Gorbatschows Auftritt vor dem Europarat  ■ K O M M E N T A R E

Wer gestern in Straßburg von Gorbatschow den endgültigen Entwurf für ein Europa des Jahres 2000 erwartet hatte, muß von der Rede enttäuscht sein. Doch der Weg zu einem gemeinsamen Europa wird zwar durch Visionen beflügelt, braucht aber konkrete Wegweiser. Gorbatschow hat sich in Straßburg bemüht, einige davon aufzustellen. Dabei ist er in doppelter Weise auf die Hindernisse eingegangen, die einem gemeinsamen Haus bis jetzt im Weg stehen.

Zum einen berücksichtigte er - wenn auch nur indirekt - die wesentliche Kritik der wichtigsten westlichen Regierungen, daß ein gemeinsames Haus die Freizügigkeit seiner Bewohner voraussetzt. Sein Hinweis auf ein grenzüberschreitendes gemeinsames europäisches Fernsehen auf dem neuesten technischen Stand und sein Plädoyer für einen europäischen Rechtsraum, in dem die Menschenrechte in den einzelnen Ländern überprüft und letztlich auf den gleichen Stand gebracht werden, sind zweifellos erste kleine Schritte in diese Richtung. Auch ein sowjetischer Beitritt zu einigen Konventionen des Europarates würde neue Ebenen der Zusammenarbeit schaffen, die früher oder später die Durchlässigkeit der Grenzen zwischen Ost und West erhöhen würde.
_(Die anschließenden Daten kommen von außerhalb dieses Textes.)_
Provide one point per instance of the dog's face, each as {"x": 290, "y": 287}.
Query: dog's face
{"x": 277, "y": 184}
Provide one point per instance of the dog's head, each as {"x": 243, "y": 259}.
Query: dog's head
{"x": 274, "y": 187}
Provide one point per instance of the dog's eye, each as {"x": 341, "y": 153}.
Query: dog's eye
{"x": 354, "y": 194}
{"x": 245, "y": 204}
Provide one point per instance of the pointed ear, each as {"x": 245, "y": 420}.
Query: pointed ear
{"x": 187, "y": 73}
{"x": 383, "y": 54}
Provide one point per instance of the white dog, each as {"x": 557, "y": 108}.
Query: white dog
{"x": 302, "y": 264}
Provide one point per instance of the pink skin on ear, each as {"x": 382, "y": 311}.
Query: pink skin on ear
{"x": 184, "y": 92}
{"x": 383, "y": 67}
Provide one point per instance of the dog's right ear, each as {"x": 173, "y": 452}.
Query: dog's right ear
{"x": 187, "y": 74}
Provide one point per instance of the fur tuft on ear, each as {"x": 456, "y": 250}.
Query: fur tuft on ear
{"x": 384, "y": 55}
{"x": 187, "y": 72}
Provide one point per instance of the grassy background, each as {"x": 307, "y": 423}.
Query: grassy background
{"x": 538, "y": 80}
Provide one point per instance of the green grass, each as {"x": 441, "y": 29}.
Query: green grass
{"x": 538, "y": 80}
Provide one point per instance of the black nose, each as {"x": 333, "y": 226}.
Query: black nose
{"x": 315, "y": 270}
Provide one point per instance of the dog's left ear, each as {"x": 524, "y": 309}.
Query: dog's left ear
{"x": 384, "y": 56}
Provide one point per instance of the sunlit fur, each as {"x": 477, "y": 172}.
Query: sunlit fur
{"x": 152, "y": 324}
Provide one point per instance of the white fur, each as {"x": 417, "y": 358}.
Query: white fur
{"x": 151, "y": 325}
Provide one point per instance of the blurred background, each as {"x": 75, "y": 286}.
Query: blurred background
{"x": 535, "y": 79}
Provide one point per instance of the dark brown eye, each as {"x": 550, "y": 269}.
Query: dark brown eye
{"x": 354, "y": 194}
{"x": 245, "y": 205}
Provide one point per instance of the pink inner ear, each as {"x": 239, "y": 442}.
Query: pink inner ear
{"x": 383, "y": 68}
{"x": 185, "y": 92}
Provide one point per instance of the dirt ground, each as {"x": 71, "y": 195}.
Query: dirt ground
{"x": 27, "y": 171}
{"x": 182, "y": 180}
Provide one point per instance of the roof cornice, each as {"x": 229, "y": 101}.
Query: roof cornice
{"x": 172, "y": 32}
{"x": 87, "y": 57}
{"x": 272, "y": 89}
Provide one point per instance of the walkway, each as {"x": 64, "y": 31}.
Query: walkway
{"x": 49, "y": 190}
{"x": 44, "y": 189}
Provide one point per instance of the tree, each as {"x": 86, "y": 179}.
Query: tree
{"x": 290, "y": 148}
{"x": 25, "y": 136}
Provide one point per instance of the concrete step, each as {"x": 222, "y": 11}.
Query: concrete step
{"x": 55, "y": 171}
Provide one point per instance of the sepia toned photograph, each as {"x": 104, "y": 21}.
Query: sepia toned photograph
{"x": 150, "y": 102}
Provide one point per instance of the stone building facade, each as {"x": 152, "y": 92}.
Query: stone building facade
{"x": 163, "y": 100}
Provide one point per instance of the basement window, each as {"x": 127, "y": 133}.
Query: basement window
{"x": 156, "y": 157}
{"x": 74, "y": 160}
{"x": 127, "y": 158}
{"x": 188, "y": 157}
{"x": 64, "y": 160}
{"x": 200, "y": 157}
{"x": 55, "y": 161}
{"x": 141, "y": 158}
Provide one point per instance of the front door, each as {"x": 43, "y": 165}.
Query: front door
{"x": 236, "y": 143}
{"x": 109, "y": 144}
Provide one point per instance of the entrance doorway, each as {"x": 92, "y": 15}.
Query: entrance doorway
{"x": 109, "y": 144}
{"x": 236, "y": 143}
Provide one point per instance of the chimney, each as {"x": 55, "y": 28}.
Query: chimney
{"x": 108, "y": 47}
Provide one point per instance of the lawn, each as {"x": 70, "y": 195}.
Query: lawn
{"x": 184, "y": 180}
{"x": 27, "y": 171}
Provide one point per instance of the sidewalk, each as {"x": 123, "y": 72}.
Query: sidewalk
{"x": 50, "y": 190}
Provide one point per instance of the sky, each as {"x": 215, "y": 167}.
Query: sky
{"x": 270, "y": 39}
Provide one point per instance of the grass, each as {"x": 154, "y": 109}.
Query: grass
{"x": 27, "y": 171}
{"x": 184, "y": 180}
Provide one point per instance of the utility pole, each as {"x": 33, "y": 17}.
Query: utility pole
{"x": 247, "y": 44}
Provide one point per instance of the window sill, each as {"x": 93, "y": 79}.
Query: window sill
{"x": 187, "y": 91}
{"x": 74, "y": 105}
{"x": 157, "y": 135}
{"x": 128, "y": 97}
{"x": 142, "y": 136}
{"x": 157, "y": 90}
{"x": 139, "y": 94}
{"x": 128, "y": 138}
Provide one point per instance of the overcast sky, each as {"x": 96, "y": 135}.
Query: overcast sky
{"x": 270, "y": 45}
Zu Recht hat Gorbatschow aber auch ausführlich auf das zweite große Hindernis einer gemeinsamen europäischen Zukunft hingewiesen: Ein gemeinsames Haus ist nicht denkbar, solange die Länder sich mit Atomwaffen bedrohen, deren Einsatz Europa vernichten würde. Zum Entsetzen der USA, die Ähnliches bereits während des Gorbatschow-Besuchs in Bonn befürchtet hatte, erneuerte der Kreml-Chef sein Drängen auf eine völlige Vernichtung atomarer Kurzstreckenraketen und bot sogar an, sowjetische Raketen einseitig abzubauen, sobald die Nato nur zu Gesprächen bereit sei.

Was spricht eigentlich dagegen, fragte Gorbatschow die Nato -Staaten, daß sich Experten nicht nur aus der UdSSR und den USA, sondern auch aus Frankreich und Großbritannien zusammensetzen und endlich tiefgehende Gespräche über diese Fragen führen? Gorbatschow weiß, daß die bisherige Antwort der Nato auf diese Frage die Mehrheit der Westeuropäer sowenig überzeugt hat wie ihn selbst. Dieses Bewußtsein ist Europas größte Chance. Es spricht für Gorbatschow, daß er sie konsequent zu nutzen versucht.